Given a m x n matrix, if an element is 0, set its entire row and column to 0. Do it .

Constraints

Approach

Links

  • GeeksforGeeks

  • ProgramCreek

Examples

Input: [ [1, 1, 1], [1, 0, 1], [1, 1, 1] ]

Output: [ [1, 0, 1], [0, 0, 0], [1, 0, 1] ]

Input: [ [0, 1, 2, 0], [3, 4, 5, 2], [1, 3, 1, 5] ]

Output: [ [0, 0, 0, 0], [0, 4, 5, 0], [0, 3, 1, 0] ]

Solutions

/**
 * Time complexity : O((M×N)×(M+N)) where M and N are the number of rows and columns 
 *    respectively. Even though this solution avoids using space, but is very 
 *    inefficient since in worst case for every cell we might have to zero out its 
 *    corresponding row and column.
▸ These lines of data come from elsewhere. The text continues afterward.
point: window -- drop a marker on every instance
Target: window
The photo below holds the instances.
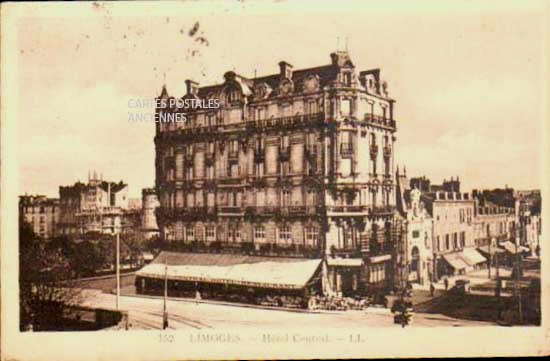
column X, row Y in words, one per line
column 347, row 79
column 234, row 234
column 261, row 113
column 284, row 234
column 345, row 106
column 311, row 236
column 259, row 233
column 210, row 233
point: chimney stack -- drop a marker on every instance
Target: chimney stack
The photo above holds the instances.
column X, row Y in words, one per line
column 192, row 87
column 285, row 70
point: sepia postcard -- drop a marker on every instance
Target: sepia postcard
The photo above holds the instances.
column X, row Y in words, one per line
column 274, row 179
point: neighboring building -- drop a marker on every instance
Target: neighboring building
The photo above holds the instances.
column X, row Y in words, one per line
column 296, row 164
column 150, row 203
column 528, row 211
column 417, row 252
column 41, row 213
column 495, row 222
column 453, row 236
column 423, row 184
column 96, row 206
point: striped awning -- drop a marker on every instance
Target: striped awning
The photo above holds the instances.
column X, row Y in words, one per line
column 345, row 262
column 473, row 257
column 455, row 261
column 233, row 269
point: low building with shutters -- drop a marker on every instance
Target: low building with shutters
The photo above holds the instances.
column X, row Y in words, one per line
column 295, row 164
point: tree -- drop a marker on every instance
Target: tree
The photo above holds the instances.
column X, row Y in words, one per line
column 45, row 288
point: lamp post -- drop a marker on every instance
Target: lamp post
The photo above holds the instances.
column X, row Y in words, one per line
column 117, row 269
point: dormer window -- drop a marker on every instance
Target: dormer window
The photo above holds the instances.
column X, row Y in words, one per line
column 347, row 79
column 233, row 95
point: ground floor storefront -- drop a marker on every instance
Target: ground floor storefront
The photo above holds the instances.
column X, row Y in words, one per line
column 273, row 281
column 459, row 263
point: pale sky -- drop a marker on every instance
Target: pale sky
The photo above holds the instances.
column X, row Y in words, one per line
column 467, row 80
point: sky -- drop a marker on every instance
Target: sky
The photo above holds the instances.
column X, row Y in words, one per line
column 466, row 76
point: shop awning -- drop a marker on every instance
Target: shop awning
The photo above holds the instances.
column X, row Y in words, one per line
column 472, row 256
column 455, row 261
column 494, row 250
column 511, row 247
column 345, row 262
column 267, row 272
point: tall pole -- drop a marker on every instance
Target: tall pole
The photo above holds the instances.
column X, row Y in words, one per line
column 117, row 269
column 165, row 313
column 490, row 255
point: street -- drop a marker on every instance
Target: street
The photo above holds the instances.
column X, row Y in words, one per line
column 146, row 313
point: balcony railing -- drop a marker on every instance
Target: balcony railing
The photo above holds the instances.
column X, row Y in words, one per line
column 231, row 209
column 346, row 149
column 373, row 150
column 259, row 154
column 233, row 155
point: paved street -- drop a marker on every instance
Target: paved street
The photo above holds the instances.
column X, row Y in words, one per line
column 146, row 313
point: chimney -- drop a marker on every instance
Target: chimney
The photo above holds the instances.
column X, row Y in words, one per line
column 192, row 87
column 285, row 70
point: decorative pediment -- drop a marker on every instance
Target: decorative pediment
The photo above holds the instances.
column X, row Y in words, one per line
column 286, row 87
column 311, row 84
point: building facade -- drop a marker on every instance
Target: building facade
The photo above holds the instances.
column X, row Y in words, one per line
column 41, row 213
column 299, row 164
column 453, row 233
column 97, row 206
column 417, row 252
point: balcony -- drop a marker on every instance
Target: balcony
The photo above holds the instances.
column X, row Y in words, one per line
column 387, row 151
column 288, row 122
column 381, row 210
column 373, row 151
column 346, row 150
column 347, row 209
column 209, row 158
column 233, row 155
column 379, row 120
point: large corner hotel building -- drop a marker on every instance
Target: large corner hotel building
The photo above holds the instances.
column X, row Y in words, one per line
column 294, row 166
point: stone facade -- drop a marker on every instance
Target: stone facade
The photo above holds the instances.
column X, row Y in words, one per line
column 41, row 213
column 98, row 206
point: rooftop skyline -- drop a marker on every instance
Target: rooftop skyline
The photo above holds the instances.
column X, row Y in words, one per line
column 467, row 82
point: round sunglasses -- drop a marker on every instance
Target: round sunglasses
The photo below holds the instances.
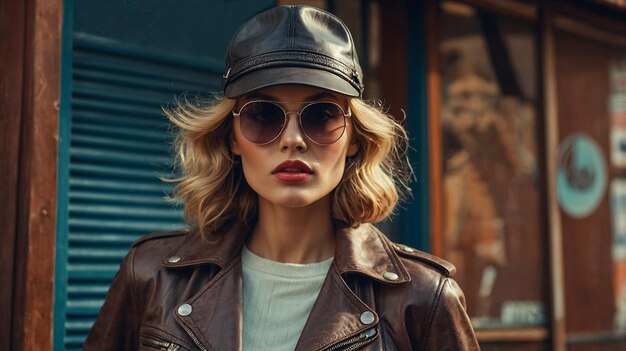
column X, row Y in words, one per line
column 261, row 122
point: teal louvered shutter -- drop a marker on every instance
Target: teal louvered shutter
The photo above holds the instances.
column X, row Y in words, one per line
column 115, row 142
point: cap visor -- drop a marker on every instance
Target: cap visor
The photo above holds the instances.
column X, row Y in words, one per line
column 289, row 75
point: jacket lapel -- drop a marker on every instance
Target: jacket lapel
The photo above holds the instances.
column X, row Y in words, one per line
column 339, row 314
column 336, row 315
column 216, row 316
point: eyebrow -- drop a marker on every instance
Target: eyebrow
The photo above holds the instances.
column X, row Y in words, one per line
column 318, row 96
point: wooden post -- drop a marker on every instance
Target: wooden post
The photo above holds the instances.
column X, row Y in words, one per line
column 12, row 17
column 554, row 215
column 36, row 201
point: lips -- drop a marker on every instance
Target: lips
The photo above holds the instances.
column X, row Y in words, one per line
column 292, row 171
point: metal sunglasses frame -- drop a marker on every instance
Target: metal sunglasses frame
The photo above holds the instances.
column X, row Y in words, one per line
column 286, row 113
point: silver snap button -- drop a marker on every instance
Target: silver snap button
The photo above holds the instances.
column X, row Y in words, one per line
column 367, row 317
column 390, row 276
column 174, row 259
column 185, row 309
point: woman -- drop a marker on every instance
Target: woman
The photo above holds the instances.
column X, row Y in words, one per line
column 281, row 180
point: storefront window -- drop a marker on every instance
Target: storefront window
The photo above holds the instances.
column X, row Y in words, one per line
column 493, row 214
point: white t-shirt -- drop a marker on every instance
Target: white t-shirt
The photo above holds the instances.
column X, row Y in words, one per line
column 277, row 300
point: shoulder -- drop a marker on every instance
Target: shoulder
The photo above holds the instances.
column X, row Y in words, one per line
column 412, row 257
column 147, row 252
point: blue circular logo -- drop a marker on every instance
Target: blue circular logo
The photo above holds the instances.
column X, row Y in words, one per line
column 581, row 175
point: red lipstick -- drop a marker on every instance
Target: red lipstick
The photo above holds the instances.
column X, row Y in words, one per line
column 292, row 171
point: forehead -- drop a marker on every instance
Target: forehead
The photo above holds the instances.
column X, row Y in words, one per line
column 293, row 93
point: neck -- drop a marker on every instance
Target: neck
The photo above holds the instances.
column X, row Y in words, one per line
column 294, row 235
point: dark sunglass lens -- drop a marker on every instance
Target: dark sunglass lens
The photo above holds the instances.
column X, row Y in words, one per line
column 323, row 122
column 261, row 122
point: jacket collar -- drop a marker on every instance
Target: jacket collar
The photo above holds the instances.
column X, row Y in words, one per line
column 362, row 250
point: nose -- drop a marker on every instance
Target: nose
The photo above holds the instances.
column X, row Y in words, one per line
column 292, row 137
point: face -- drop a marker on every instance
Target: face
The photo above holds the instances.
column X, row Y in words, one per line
column 292, row 170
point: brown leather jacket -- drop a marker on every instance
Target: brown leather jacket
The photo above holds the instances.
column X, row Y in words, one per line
column 175, row 291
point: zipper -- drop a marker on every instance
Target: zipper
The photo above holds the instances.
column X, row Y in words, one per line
column 160, row 344
column 193, row 337
column 355, row 342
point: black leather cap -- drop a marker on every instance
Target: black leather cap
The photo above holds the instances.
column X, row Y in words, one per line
column 292, row 45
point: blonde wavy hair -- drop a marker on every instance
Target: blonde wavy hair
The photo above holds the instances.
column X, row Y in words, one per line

Thus for all (M×N) cells zeroing out (M+N) cells.
 * Space complexity : O(1)
 */

class Solution {
    public void setZeroes(int[][] matrix) {
        int row = matrix.length;
        int col = matrix[0].length;
        int MAX = -1000000;
        for(int i = 0; i < row; i++) {
            for(int j = 0; j < col; j++) {
                if(matrix[i][j] == 0) {
                    for(int k = 0; k < row; k++) {
                        if(matrix[k][j] != 0) {
                            matrix[k][j] = MAX;
                        }
                    }
                    for(int k = 0; k < col; k++) {
                        if(matrix[i][k] != 0) {
                            matrix[i][k] = MAX;
                        }
                    }
                }
            }
        }
        for(int i = 0; i < row; i++) {
            for(int j = 0; j < col; j++) {
                if(matrix[i][j] == MAX) {
                    matrix[i][j] = 0;
                }
            }
        }
    }
}
/**
 * Time complexity : O(M×N)
 * Space complexity : O(1)
 */

class Solution {
    public void setZeroes(int[][] matrix) {
        int row = matrix.length;
        int col = matrix[0].length;
        int col0 = 1;
        for(int i = 0; i < row; i++) {
            if(matrix[i][0] == 0) col0 = 0;
            for(int j = 1; j < col; j++) {
                if(matrix[i][j] == 0) {
                    matrix[i][0] = 0;
                    matrix[0][j] = 0;
                }
            }
        }
        for(int i = row-1; i >= 0; i--) {
            for(int j = col-1; j >= 1; j--) {
                if(matrix[i][0] == 0 || matrix[0][j] == 0) {
                    matrix[i][j] = 0;
                }
            }
            if(col0 == 0) matrix[i][0] = 0;
        }
    }
}

Follow up

  • A straight forward solution using O(mn) space is probably a bad idea.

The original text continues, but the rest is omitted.